"Do you want me to turn those on for you?" asks another Allen County Museum docent, sneaking up behind me. I try to politely decline, but she's not having any of that. "It doesn't take hardly anything," she says, barreling past me into the small room.
Four big wooden cabinets, one pressed against each wall, each with a brass plate carved with the name "J. E. Grosjean" screwed to the top. No one seems to know much about Mr. Grosjean, or why he devoted so much time to collecting and stuffing the animals crammed into these display cases. He was an undertaker, once, according to the newspaper clipping hanging next to the door. An embalmer. Perhaps he just loved dead things.
"We don't turn that one on anymore," says the docent, pointing to the display closest to the door. It's full of stuffed birds, all with the same fixed glassy expression, tied to a ferris wheel. "The feathers are too dry," she explains, "so the movement does too much damage. But this one works just fine!" And she pushes a button on the back side of the case marked "Special Albino Collection."
The old cabinet rumbles to life, and so do the animals inside. Sort of. A handful of birds spin on a turn-table, and the pink eyes of a white badger moves closer to the glass as the animal darts in and out of its burrow. The docent makes sure I notice the little bird's nest at the bottom of the display. "See how it opens?" I do. "There are little baby birdies inside." There are.
(She calls it a nest. It's actually a human skull, allegedly from Cuba. I wonder if she knew that.)
After a minute of watching the animals jerk about inside their case, the docent cuts the power, and bustles over to the display titled "Noah's Ark." "This one lasts about seven minutes," she says, hand disappearing behind the cabinet. "I'll just turn it on, and you can watch," and she disappears as the motor gurgles to life.
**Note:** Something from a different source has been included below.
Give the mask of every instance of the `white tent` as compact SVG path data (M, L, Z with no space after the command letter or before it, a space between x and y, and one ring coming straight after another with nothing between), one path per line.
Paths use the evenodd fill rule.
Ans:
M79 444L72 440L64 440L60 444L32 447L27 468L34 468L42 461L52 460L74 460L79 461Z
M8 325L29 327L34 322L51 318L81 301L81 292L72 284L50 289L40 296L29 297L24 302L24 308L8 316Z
What happens is a display of first-rate 1901 electric technology, supplemented by a static-filled soundtrack added during a 1966 restoration. The ark rests on a pile of dirt, twisted vermin carcasses, and snake skins, helpfully identified as "Showing Everything Dead and Destroyed After Deluge." Little light bulbs flash, and the Voice in the Box pops and hisses the story of Noah and the Ark. A little set of doors opens on the ark, and out flies a raven, up and up, disappearing behind hand-painted rain clouds. More lights, more reedy thunder. A second set of doors opens, and here comes the dove, twig already in beak. It flies out to the far side of the display, then turns around and flies back into the ark, doors closing behind it. The big doors of the ark open, and out come the survivors. In the first row, pairs of carved human figures and stuffed toy animals, like elephants, horses, and lions. The second row is real stuffed birds, walking two by two. Together, they all march behind Mount Ararat, where a stone tablet carved with Bible verses swings away to reveal Noah and his family burning a sacrificial lamb. One last round of flashing lights, and the crackling music tries desperately to sound inspirational, and the whole things hiccups to a stop. That was weird. That was wonderful.
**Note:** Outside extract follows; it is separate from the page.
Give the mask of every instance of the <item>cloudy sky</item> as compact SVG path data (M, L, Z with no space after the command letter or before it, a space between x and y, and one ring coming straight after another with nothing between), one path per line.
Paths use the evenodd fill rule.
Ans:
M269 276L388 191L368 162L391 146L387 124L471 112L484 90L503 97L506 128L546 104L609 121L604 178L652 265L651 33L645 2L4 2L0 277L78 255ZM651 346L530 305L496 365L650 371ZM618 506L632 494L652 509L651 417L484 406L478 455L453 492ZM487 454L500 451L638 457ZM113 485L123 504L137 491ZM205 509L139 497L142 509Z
The last case isn't wired. The card at the bottom of the display reads "This Case Contains Specimens Soon To Be Extinct." The display was created little over a century ago, but the contents may surprise you. A number of animals have gone extinct in that time, but more than half of the animals in this case are still around. Certainly the Duck-Billed Platypus, of which there are two, mounted near the bottom and almost looking over their shoulders at visitors. Neither is the African Hornbill, nor the Andean Condor, though the latter is still considered 'near threatened.' Only the lone Ivory-Billed Woodpecker is critically threatened, though not officially extinct, so at least Mr. Grosjean got one right.
A group of teenagers come in (with the docent, naturally), and since the room is barely big enough to hold just me, I make a hasty exit. Though I can't help the feeling I'm being watched while I leave.